Entidades querem 10,9% de aumento no preço

Carmem Ziebell (carmem@gazetadosul.com.br), matéria publicada no Jornal Gazeta do Sul desta quarta-feira.

Santa Cruz do Sul/RS – O preço a ser praticado na safra de tabaco 2016/2017 começou  a ser debatido ontem, na sede da Associação dos Fumicultores do Brasil (Afubra), entre as entidades representativas dos produtores dos três estados do Sul do País e as empresas fumageiras. As entidades se reuniram pela manhã para discutir entre elas sobre o custo de produção e projeção da safra. À tarde, quando começaram as reuniões individuais com as fumageiras, apresentaram pedido de 10,9% de aumento sobre a tabela da safra 2015/2016.

Conforme o presidente da Afubra, Benício Albano Werner, o aumento foi apresentado à Alliance One, Philip Morris e JTI . Werner disse que, já no convite para a reunião, foi solicitado às empresas que também levassem para o encontro uma proposta de reajuste do preço do tabaco. No entanto, estas primeiras não levaram.  Em  função disso, relatou ter ficado acertado com elas que a comissão representativa dos fumicultores aguarda uma posição até 15 de dezembro, pois essa indefinição gera angústia nos produtores e em seus representantes.

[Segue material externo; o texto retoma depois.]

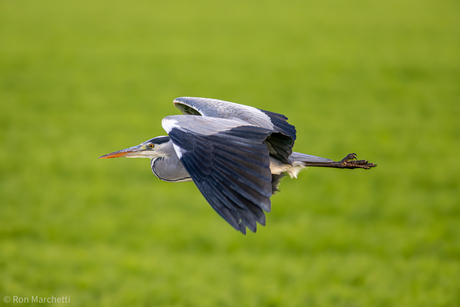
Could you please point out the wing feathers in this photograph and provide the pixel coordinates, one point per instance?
(231, 168)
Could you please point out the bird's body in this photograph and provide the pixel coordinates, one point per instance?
(235, 154)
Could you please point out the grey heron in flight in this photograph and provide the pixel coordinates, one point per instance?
(235, 154)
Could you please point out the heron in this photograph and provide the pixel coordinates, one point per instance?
(235, 154)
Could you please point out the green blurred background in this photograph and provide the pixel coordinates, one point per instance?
(79, 79)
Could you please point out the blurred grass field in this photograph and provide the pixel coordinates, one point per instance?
(79, 79)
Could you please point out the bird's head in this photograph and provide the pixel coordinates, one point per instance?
(151, 149)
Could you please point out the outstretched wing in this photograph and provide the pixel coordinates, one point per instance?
(229, 163)
(279, 144)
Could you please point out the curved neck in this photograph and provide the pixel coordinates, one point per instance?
(170, 169)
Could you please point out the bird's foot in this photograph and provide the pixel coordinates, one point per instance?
(351, 161)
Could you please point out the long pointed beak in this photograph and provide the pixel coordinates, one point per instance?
(131, 152)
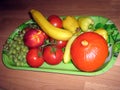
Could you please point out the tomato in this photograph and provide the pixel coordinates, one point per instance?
(34, 38)
(34, 58)
(58, 43)
(89, 51)
(55, 20)
(52, 55)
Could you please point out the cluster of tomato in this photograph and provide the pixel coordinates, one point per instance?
(39, 52)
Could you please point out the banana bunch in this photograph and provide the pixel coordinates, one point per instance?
(49, 29)
(70, 23)
(84, 23)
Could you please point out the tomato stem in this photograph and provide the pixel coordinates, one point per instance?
(84, 43)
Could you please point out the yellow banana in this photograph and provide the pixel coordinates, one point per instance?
(84, 23)
(67, 56)
(49, 29)
(70, 23)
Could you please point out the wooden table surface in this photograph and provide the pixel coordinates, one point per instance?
(15, 12)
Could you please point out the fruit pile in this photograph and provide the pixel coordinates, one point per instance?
(55, 39)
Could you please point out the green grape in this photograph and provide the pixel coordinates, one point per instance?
(16, 49)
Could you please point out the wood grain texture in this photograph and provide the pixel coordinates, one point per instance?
(15, 12)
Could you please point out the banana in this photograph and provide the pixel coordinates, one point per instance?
(67, 56)
(48, 28)
(70, 23)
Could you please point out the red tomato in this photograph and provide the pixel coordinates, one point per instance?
(52, 55)
(34, 38)
(55, 20)
(89, 51)
(58, 43)
(34, 57)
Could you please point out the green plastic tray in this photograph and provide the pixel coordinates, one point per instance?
(68, 68)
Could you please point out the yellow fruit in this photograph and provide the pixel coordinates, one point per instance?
(103, 33)
(70, 23)
(84, 23)
(48, 28)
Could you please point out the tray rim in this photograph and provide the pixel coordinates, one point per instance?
(106, 68)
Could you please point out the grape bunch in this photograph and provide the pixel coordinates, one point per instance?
(16, 50)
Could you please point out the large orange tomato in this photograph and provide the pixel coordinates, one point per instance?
(89, 51)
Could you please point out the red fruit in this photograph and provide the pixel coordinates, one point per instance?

Nesta quarta-feira,  a comissão representativa vai reunir-se com mais  três fumageiras – Souza Cruz, China Brasil Tabacos e Universal Leaf. A comissão representativa dos produtores de tabaco é formada pelas Federações da Agricultura (Farsul,  Faesc e Faep) e dos Trabalhadores Rurais (Fetag, Fetaesc e Fetaep) do Rio Grande do Sul, Santa Catarina e Paraná, e a Afubra. Werner falou que ontem também foi abordada, com as primeiras três  empresas com as quais se reuniram, uma informação recebida do campo de que algumas fumageiras não querem mais comprar o fumo do baixeiro.

“Queremos saber se as empresas vão comprar ou não, porque dentro do sistema integrado e do contrato, elas precisam adquirir toda a produção. O fumicultor não pode ficar no prejuízo”, ressaltou. Werner observou que no momento em que venderam os insumos aos produtores e os cadastraram como integrados, as fumageiras se comprometeram a comprar toda a produção.  As que participaram dos debates de ontem disseram que irão adquirir também as folhas dos baixeiros. “Se alguma empresa pensar diferente, seremos incisivos e  diremos que elas são obrigadas a comprar toda a produção”, ressaltou.